Krasniqi: Kosovo MPs are Scared of SHIK

Opposition lawmakers are too afraid to sign a petition asking Kosovo’s Parliament to launch a probe into the work of the former secret agency SHIK, says an opposition MP.In a letter sent to the press, Florin Krasniqi, an MP from the Self-determination (Vetëvendosje) Movement, said that so far he has gathered 27 out of the 40 MPs signatures that are needed to start an investigation into the work and legacy of Kosovo’s former Secret Service Agency – “Shërbimi Informativ i Kosovës” – SHIK.“The opposition lawmakers who have not signed the petition so far have given me various reasons for not doing so, none of which sound reasonable to me. I have asked for their signatures repeatedly. I’m convinced that for some reason known only to them, they are afraid of SHIK,” he said in his letter.

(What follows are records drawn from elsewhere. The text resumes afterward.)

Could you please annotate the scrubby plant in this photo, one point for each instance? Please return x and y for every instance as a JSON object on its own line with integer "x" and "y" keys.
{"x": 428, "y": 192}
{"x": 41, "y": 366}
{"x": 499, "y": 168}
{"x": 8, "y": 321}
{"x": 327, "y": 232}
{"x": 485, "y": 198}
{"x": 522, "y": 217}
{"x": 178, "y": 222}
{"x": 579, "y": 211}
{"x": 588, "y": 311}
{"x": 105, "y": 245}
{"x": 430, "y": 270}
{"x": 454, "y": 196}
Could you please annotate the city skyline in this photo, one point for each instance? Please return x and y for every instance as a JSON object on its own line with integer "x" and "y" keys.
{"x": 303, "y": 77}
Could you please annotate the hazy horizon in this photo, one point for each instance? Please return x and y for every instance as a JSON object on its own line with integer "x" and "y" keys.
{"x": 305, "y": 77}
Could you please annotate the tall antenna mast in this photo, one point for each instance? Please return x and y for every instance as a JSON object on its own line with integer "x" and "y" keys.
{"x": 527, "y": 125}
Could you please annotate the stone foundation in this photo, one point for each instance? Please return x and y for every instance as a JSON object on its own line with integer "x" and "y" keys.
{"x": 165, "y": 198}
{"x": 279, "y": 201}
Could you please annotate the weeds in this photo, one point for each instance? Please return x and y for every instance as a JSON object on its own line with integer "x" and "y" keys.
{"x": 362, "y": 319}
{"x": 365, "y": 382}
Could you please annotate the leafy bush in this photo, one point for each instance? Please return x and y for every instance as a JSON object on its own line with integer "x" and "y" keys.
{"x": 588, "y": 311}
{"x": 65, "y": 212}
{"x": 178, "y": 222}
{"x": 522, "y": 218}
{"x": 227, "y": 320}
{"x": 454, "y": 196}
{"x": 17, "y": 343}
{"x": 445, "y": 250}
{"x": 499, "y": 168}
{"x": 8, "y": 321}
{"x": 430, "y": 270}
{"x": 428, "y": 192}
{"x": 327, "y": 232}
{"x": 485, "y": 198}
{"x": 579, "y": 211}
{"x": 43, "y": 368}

The SHIK emerged from the ranks of the Kosovo Liberation Army, KLA, following the end of the war with Serbia in 1999, and then became the intelligence arm of the now ruling Democratic Party of Kosovo, PDK.

The secret service is widely believed to have eliminated the PDK’s political rivals during 2000 and 2001, although this has never been proven in court.

A recently published EULEX report suggests that dozens of senior political figures and activists from the Democratic League of Kosovo, LDK, were killed after the end of the Kosovo conflict for political reasons.

The report also alleges that the Democratic Party of Kosovo, PDK, which still rules Kosovo, pursued a strategy of killing its political opponents after the end of the war in Kosovo in the late 1990s and early 2000s.

The president of the LDK, Isa Mustafa, has asked EULEX to provide the party with a full report, and shed light on the post-war political assassinations.

The LDK has accused SHIK in the past of being behind the assassinations of its members, but these claims were rejected by SHIK’s former boss, Kadri Veseli.

Krasniqi’s initiative was launched four months ago, and since then he has run into objections by the ruling PDK party.

Surprisingly, no MP from the LDK has signed Krasniqi’s petition.

The local media reported, some weeks ago, that Krasniqi got into a fist-fight with an alleged former SHIK agent, Bekim Haxhiu, who is currently an MP for the PDK, in the parliamentary lobby.

SHIK claimed in June 2008 that it had officially disbanded.

But a US expert on Albanian issues, David Phillips, released a report back in 2010 on the agency, quoting an anonymous source claiming that the supposedly defunct body was still receiving $200 million a year from bribery, extortion, racketeering, and protection services.

Krasniqi, a former gunrunner and fundraiser for the KLA, who was living in New York at the time, has been widely fingered as the source of the information.